Grant’s lawsuit demanded that Trump pay him US$300,000, although that could rise if the former president must also pay the thousands of dollars in legal fees the artist has spent during four years of litigation.
Subpoenas forced both Eddy Grant and Trump to give dueling depositions in the case, and former Trump adviser Dan Scavino was also deposed.
Grant sued Trump in 2020 over a campaign tweet — a 55-second animation that showed then-presidential candidate Joe Biden feebly puttering along a railroad track in a push cart while a high-speed “Trump-Pence” train zoomed past.
About 40 seconds of “Electric Avenue” is part of the soundtrack.
In summarizing the case history in his decision, US District Judge John G. Koeltl revealed that Scavino—Trump’s director of social media and deputy chief of staff for communications at the time—uploaded the video to Trump’s personal Twitter account on August 12, 2020.
“Scavino testified that he saw the video on a Trump supporter’s social media page either on the same day or the day before he posted the tweet,” the judge wrote Friday.

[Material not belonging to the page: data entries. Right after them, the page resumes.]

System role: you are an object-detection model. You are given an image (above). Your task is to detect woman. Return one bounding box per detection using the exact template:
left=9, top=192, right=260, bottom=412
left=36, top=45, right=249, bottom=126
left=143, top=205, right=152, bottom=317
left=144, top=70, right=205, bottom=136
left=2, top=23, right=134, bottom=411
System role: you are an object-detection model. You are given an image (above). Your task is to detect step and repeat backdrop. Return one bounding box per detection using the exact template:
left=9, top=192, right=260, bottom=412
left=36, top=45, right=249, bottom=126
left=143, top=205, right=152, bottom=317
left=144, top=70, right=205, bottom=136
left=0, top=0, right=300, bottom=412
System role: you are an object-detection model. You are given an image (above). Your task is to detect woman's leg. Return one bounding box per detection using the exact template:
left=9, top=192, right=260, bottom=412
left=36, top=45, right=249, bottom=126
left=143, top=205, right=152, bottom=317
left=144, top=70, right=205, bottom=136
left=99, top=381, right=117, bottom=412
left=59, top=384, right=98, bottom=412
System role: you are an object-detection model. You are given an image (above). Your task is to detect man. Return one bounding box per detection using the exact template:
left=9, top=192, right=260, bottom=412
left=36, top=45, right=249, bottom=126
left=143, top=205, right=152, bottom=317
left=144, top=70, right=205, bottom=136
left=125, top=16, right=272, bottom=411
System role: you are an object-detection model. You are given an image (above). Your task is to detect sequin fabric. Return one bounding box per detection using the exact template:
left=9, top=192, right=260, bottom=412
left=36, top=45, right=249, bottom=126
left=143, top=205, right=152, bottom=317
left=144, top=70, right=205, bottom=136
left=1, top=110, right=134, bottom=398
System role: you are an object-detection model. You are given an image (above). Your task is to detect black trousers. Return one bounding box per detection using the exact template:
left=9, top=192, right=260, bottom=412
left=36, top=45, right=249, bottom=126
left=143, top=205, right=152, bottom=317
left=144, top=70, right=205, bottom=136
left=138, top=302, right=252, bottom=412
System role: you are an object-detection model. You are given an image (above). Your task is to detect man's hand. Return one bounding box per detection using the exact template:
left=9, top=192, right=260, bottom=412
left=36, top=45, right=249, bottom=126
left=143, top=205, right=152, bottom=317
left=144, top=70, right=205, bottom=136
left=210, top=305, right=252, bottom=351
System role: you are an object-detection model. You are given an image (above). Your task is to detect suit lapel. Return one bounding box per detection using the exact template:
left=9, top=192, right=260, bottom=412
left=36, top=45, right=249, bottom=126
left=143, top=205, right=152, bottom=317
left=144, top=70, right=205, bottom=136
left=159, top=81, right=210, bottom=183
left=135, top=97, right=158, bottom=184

“Scavino also testified that he spoke with former President Trump before posting the tweet and that former President Trump ‘let [him] go with [his] instinct on it and post it,’” the judge wrote.
The video was viewed more than 13.7 million times, was liked more than 350,000 times, and was retweeted more than 139,000 times.
Grant’s lawyers immediately sent Trump’s lawyers a cease and desist letter, but the video wasn’t taken down until Grant sued on September 1, 2020.
The Business insider reported that in rejecting Trump’s claim that Grant had never properly secured a copyright for the Electric Avenue sound recording, the judge said it was enough that Grant held the copyright for a compilation record that included the song.
Decisions in multiple prior legal cases support that finding, the judge said.
Trump, meanwhile, was unable to cite a single supporting case, the judge said.
In rejecting Trump’s claim that the animation was a “fair use” of the song, the judge methodically followed the four-factor standard for fair-use exemptions to copyright.
The first factor looks at how the copyrighted work was used. In Trump’s case, the judge wrote that Electric Avenue was used for a commercial purpose, not for an allowable non-profit, research, or educational purpose.
The second factor examines whether the copyrighted work was “creative” or “factual.” “It is clear that “Electric Avenue is a creative work and therefore is closer to the core of copyright protection,” the judge wrote.
The third factor weighs how much-copyrighted work was taken for unauthorized use. The judge found that “the song plays for the majority of the animation; the excerpt is of central importance.”
The final factor asked “whether, if the challenged use becomes widespread, it will adversely affect the potential market for the copyrighted work,” the judge wrote.
“In this case, there is no public benefit due to the defendant’s use of ‘Electric Avenue, ’” the judge wrote.
“As the plaintiffs correctly argue, the defendants ‘could have used any song, created a new song, or used no song at all, to convey the same political message in the Infringing video.’”
The judge noted that the damage to Grant could be significant if the copyright to his songs was not strictly enforced.
“Widespread, uncompensated use of Grant’s music in promotional videos — political or otherwise — would embolden would-be infringers and undermine Grant’s ability to obtain compensation in exchange for licensing his music,” the judge wrote.
An attorney for Trump did not immediately return a request for comment from the publication.